Under Reg. D. an accredited investor is either an institution
such as banks or insurance companies, Broker/Dealers purchasing
for their own accounts, Employee benefit plans and non-individual
entities with net worth of at least $5,000,000.
Also, Insiders of the issuer, Individuals
with a net worth of at least $1,000,000 (spouse may be included);
or individuals with $200,000 in earnings for each of the past
2 years as well as this year (if spouse is included then $300,000).
Also, the maximum number of non-accredited purchases is limited
to 35. No advertising is permitted. A non-sophisticated investor
must be represented by a 'purchaser representative'. This person
must be an attorney, accountant, or financial planner, etc. There
are also restrictions on the resale of the securities.

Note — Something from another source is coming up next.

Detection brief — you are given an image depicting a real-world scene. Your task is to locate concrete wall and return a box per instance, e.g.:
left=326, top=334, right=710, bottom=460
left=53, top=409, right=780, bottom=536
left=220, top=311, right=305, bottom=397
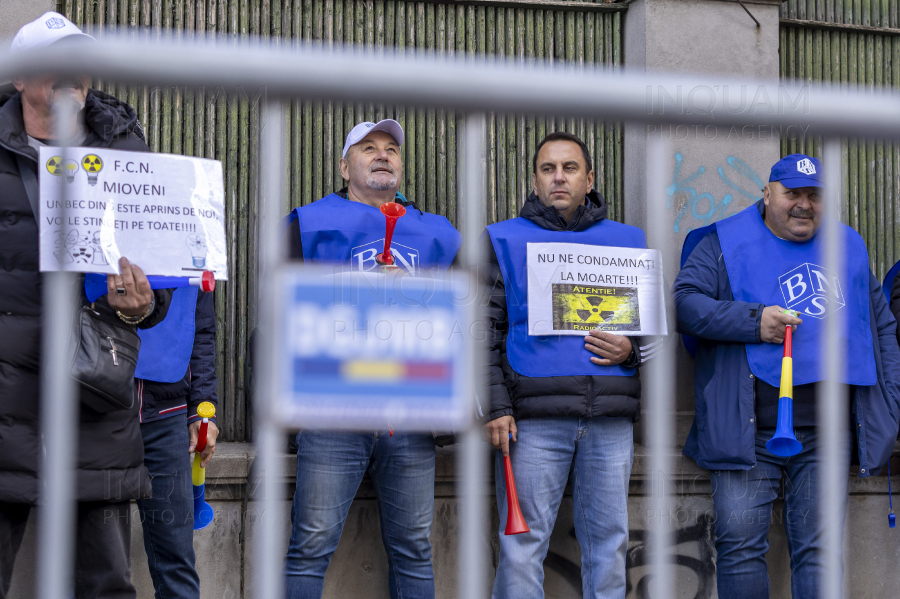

Public traders access to initial public
stock offering's are not easy. Not everyone can get the shares
until they hit the secondary market. Also, many IPO's pull back
in price a short time after their effective date. Sometimes patience
pays off. Also, these can be risky securities that are highly
volatile. One should be quite careful when evaluating the purchase
of a new initial public stock offering.
For people who want to purchase shares
of an IPO, it's suggested they call their stock broker. First
see if they are the underwriter or they can tell you who the underwriter
is. Also, find out which firms are part of the underwriting syndicate
- if there is one. Contact those stock market trading firms.